The food industry is not the enemy

Gary Lineker in a Walker's crisps ad
Ad people are clever – problem-solvers by nature. Stopping them from using celebrities to promote food to kids is dumb because it’s just another creative constraint and ad people eat creative constraints for breakfast. Likely net effect on the sales of high sugar, high fat food to kids? Zero. A clever approach would exploit the collective brains of the marketing community by setting them a huge, industry-wide challenge – one with some measurable goals: increase take-up of municipal sports facilities amongst kids by 15%, reduce the incidence of early-onset diabetes by 5%, grow sales of ‘green light’ foods through fast food outlets by 10%… that kind of thing. The ad industry doesn’t need a bunch of clueless and ineffective new rules – they just need a good brief.

Their clients are a different matter, though. Manufacturers and retailers need different incentives – some real legal constraints: mandated reductions in salt and sugar content and scary labeling for ‘red light’ foods, for example. Once the new constraints are in place, though, the creativity of the industry should take over. Look at McDonalds. The nasty prospect of commercial annihilation at the hands of next wave outlets (from trendy soup-in-a-hurry merchants to cool ‘third place’ coffee lounges) has produced a flurry of changes to the menu: from the cosmetic and largely pointless (organic milk, free range eggs) to substantive dietary novelty (salads, fruit happy meals). McDonalds is a brand in transition – I’ll bet you a Big Mac you won’t recognise The Golden Arches in five years. Call me credulous but I think the food industry, given some smart guidance from legislators and some help from their creatives, could surprise us by helping to deliver a healthier population sooner than we think.
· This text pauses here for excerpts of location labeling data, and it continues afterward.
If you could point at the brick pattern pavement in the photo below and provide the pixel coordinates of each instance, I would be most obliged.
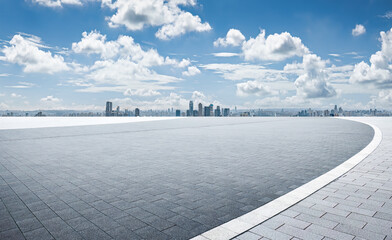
(357, 205)
(159, 180)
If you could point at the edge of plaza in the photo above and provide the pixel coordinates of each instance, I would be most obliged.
(249, 220)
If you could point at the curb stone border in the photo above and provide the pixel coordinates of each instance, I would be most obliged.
(249, 220)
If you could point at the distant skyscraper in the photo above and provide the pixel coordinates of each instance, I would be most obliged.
(109, 108)
(207, 111)
(226, 112)
(217, 111)
(191, 107)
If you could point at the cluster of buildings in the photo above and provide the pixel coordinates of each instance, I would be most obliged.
(336, 112)
(206, 111)
(201, 111)
(109, 112)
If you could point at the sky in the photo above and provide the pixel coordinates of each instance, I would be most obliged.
(159, 54)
Some links: opposition to regulation from a Times leader, remarkably comprehensive obesity briefing from The Daily Mail, Gay.com on Lord Tebbit’s hilarious buggery gag on The Today Programme. Chairman of the Food Standards Agency on the obesity crisis.

1 comment

  1. Yeah – I was listening to the Today when Tebbit made that gag re buggery – I couldn’t help but cringe desperately – and the presenter did his level best to talk over and change the subject. Brilliant! Even better than than the “cricket test” gag. Go Norman – go!